According to a preferred embodiment, the invention relates to a power generating unit mounted to a source of rotational energy and arranged to supply hydraulic pressure and flow to at least one driven accessory. The power generating unit may comprise a housing removably mounted on the source of rotational energy, an input shaft adapted to be connected to the source of rotational energy. The input shaft may comprise a first end provided with means for engaging the input shaft to a power output interface

on the source of rotational energy, a second end connected to a hydraulic pump and means for selectively engaging the input shaft to the hydraulic pump. The means for selectively engaging the input shaft to the pump may be located adjacent the second end of the input shaft, or at any point between said first and second ends. The input shaft, the means for selectively engaging the input shaft, and the hydraulic pump may be arranged as an integral power take-off unit within said housing.

The source of rotational energy may be a suitable prime mover, such as an internal combustion engine, an electric motor or any type of hybrid motor or engine. The prime mover may be stationary or arranged for driving a vehicle or marine vessel. Alternatively, the source of rotational energy may be any part of a transmission, such as a vehicle gearbox or a suitable part of a vehicle transmission between the gearbox and the driven wheels, which are selectively engaged to and driven by the prime mover. The transmission may be both stationary, for driving a stationary generator or other arrangements, or be part of a moving structure such as a vehicle or marine vessel.

According to one embodiment, the means for selectively engaging the input shaft to the hydraulic pump may be a clutch. A clutch may be connected to the prime mover, adjacent a main clutch for connecting the prime mover to the transmission or to a suitable location on the transmission. When mounted in certain locations on the gearbox or transmission, the clutch may be a oneway type clutch to allow the clutch to slip when a reverse gear is selected. Suitable clutches for the power generating unit may be sliding clutches, friction clutches, hydraulic clutches, or similar. The clutches may be actuated electronically, pneumatically, electromagnetically or by any other suitable actuating means.

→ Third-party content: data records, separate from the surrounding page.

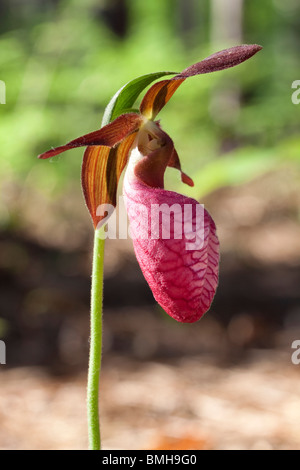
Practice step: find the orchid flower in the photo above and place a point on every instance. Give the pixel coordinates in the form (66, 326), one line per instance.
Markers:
(183, 280)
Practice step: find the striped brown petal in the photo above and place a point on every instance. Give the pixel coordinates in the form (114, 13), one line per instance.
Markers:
(109, 135)
(101, 171)
(160, 93)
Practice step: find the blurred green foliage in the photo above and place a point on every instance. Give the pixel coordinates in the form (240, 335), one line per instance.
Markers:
(63, 60)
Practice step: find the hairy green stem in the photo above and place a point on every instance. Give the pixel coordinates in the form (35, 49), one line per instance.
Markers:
(95, 342)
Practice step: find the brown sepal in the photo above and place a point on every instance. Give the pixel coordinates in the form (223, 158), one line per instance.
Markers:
(109, 135)
(101, 171)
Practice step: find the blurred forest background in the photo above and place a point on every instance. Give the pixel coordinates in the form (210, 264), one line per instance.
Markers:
(227, 381)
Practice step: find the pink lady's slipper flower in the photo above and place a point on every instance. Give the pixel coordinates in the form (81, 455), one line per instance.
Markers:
(180, 266)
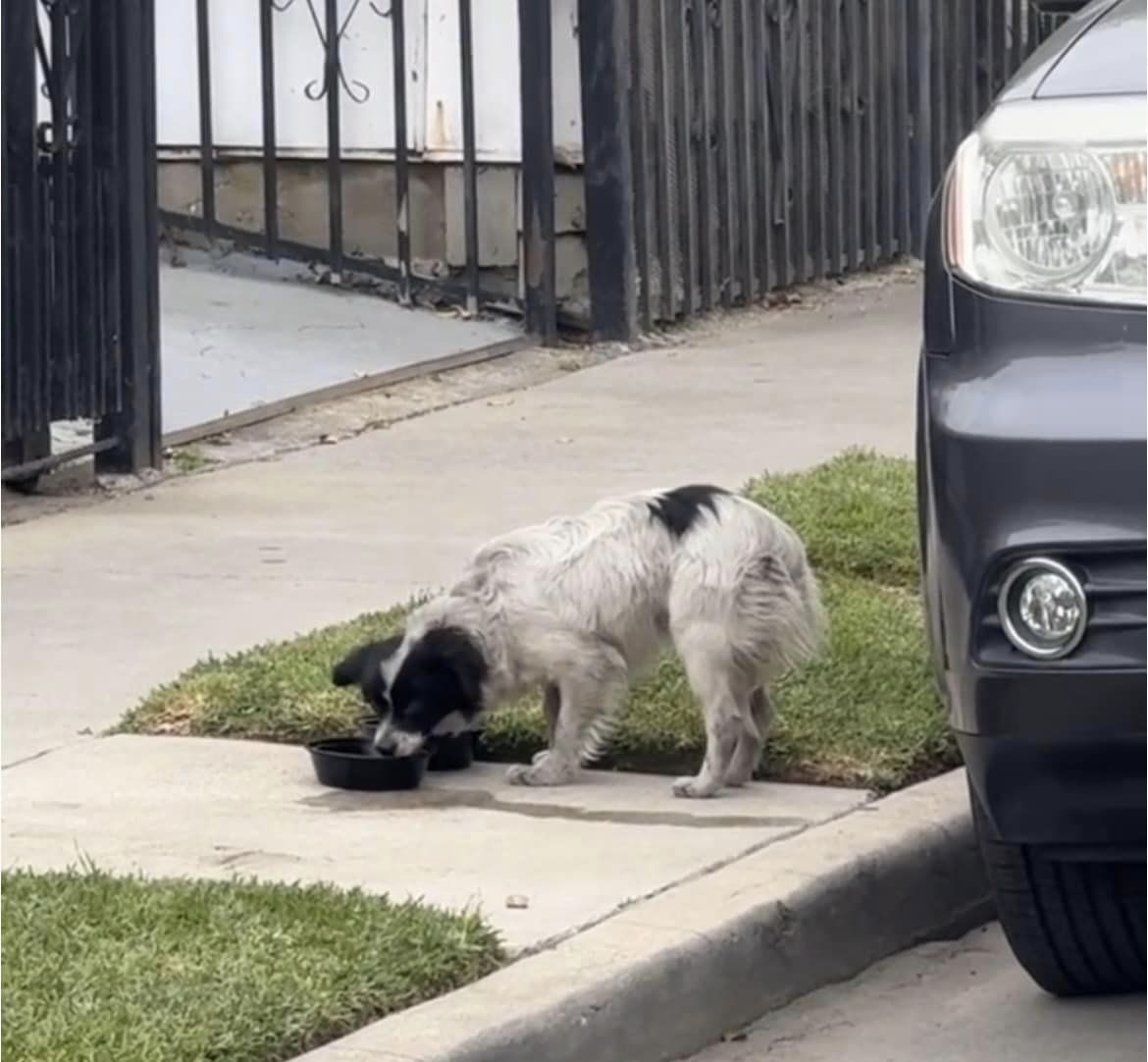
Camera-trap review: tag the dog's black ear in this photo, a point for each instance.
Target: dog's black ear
(356, 668)
(349, 671)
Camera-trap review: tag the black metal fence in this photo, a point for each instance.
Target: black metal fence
(752, 144)
(80, 285)
(331, 20)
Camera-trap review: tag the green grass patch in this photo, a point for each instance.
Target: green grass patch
(864, 713)
(98, 967)
(857, 513)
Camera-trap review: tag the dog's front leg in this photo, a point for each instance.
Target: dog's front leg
(579, 701)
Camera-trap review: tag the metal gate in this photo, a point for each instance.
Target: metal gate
(80, 285)
(337, 90)
(738, 146)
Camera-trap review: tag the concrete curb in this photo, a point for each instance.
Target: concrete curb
(667, 976)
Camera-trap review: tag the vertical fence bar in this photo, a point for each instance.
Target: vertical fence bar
(919, 82)
(470, 149)
(402, 169)
(853, 45)
(207, 141)
(91, 268)
(723, 156)
(702, 67)
(665, 166)
(332, 40)
(998, 65)
(1017, 25)
(152, 237)
(836, 163)
(904, 130)
(538, 95)
(640, 149)
(270, 148)
(799, 122)
(745, 198)
(136, 425)
(763, 156)
(971, 82)
(886, 90)
(780, 116)
(602, 46)
(817, 168)
(23, 265)
(61, 313)
(870, 134)
(110, 93)
(687, 176)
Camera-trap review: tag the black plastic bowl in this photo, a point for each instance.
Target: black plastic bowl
(345, 763)
(447, 751)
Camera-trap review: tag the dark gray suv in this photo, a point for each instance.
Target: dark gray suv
(1031, 441)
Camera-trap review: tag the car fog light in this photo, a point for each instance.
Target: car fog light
(1042, 609)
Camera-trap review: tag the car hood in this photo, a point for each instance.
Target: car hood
(1100, 51)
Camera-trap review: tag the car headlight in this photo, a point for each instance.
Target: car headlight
(1042, 608)
(1048, 197)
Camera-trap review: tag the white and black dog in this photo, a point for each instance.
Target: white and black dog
(578, 606)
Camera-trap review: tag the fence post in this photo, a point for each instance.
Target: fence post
(606, 168)
(536, 93)
(920, 178)
(136, 425)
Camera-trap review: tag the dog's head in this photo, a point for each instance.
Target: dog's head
(364, 668)
(426, 684)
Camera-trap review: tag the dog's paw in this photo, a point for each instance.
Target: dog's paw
(691, 789)
(547, 770)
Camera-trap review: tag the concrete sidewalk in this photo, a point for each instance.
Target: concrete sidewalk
(677, 920)
(103, 603)
(194, 807)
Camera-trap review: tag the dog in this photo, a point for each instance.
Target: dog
(578, 606)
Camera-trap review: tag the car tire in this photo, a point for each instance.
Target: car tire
(1077, 928)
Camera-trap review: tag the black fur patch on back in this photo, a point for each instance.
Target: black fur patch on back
(680, 508)
(443, 673)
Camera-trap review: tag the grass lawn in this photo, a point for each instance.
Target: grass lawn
(863, 715)
(98, 968)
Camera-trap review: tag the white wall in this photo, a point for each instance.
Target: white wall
(433, 95)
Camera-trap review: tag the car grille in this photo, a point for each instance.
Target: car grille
(1114, 581)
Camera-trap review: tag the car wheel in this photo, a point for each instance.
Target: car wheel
(1077, 928)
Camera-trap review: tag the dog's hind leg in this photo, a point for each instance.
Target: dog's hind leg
(720, 687)
(551, 705)
(757, 717)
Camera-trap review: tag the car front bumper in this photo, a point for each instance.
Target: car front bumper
(1031, 442)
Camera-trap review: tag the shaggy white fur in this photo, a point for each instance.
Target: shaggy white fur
(579, 606)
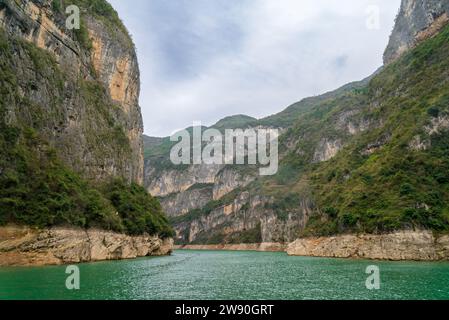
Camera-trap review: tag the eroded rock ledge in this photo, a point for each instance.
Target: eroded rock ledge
(264, 247)
(399, 246)
(22, 246)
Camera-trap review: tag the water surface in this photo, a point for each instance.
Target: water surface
(229, 275)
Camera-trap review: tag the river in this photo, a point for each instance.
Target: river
(229, 275)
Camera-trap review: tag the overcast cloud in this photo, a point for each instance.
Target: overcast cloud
(202, 60)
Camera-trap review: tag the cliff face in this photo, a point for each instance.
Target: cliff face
(25, 246)
(416, 21)
(87, 105)
(71, 147)
(368, 158)
(399, 246)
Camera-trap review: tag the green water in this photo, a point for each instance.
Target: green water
(229, 275)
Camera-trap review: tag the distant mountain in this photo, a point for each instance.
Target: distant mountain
(370, 157)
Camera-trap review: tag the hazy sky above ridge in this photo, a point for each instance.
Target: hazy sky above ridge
(202, 60)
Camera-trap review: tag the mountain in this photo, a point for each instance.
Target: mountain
(369, 158)
(70, 126)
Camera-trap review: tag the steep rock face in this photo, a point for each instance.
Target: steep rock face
(417, 21)
(88, 104)
(25, 246)
(218, 204)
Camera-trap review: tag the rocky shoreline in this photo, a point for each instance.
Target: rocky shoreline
(23, 246)
(263, 247)
(398, 246)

According to one embodiment, the means for selectively engaging the input shaft to the hydraulic pump is a mechanically engageable coupling, such as a claw coupling. A claw coupling comprises a coupling socket for coupling together two splined shafts by means of a shift fork. A coupling of this type

may be connected to the prime mover or adjacent a main clutch for connecting the prime mover to the transmission.

In some cases it may be desirable to provide an arrangement with a combined clutch, as described above, and a mechanically engageable coupling, such as a claw coupling or similar. Such an arrangement may allow greater forces to be transferred through the power generating unit. In operation, the power generating unit can be started using a clutch, transferring a relatively low torque, where after a sliding coupling or claw coupling is actuated to allow transfer of a relatively high torque.

According to one embodiment, the source of rotational energy may comprise at least one power output interface to which the power generating unit may be connected. A power generating unit provided with an integrated power connection that can be connected to such a power output interface is easy to remove or replace. In addition, the power generating unit may be possible to locate in multiple positions on the source of rotational energy. In this way, a single unit may be removed and attached at any location where a compatible power output interface is provided. Alternatively, more than one unit can be provided if a single power generating unit is insufficient for driving a particular accessory, or if it is desired to drive multiple accessories.

Each power output interface may have a dedicated or a universal connection for cooperation with the integrated power connection provided on each power generating unit. A dedicated connection may be provided for a power generating unit arranged to be mounted on a single location or at a limited number of locations on the source of rotational energy. This may be, for instance, a power generating unit with a claw coupling for mounting on a prime mover such as an internal combustion engine. One reason for using different connections may be to prevent an inexperienced user from mounting a particular type of power generating unit in a location where it is not suitable for use.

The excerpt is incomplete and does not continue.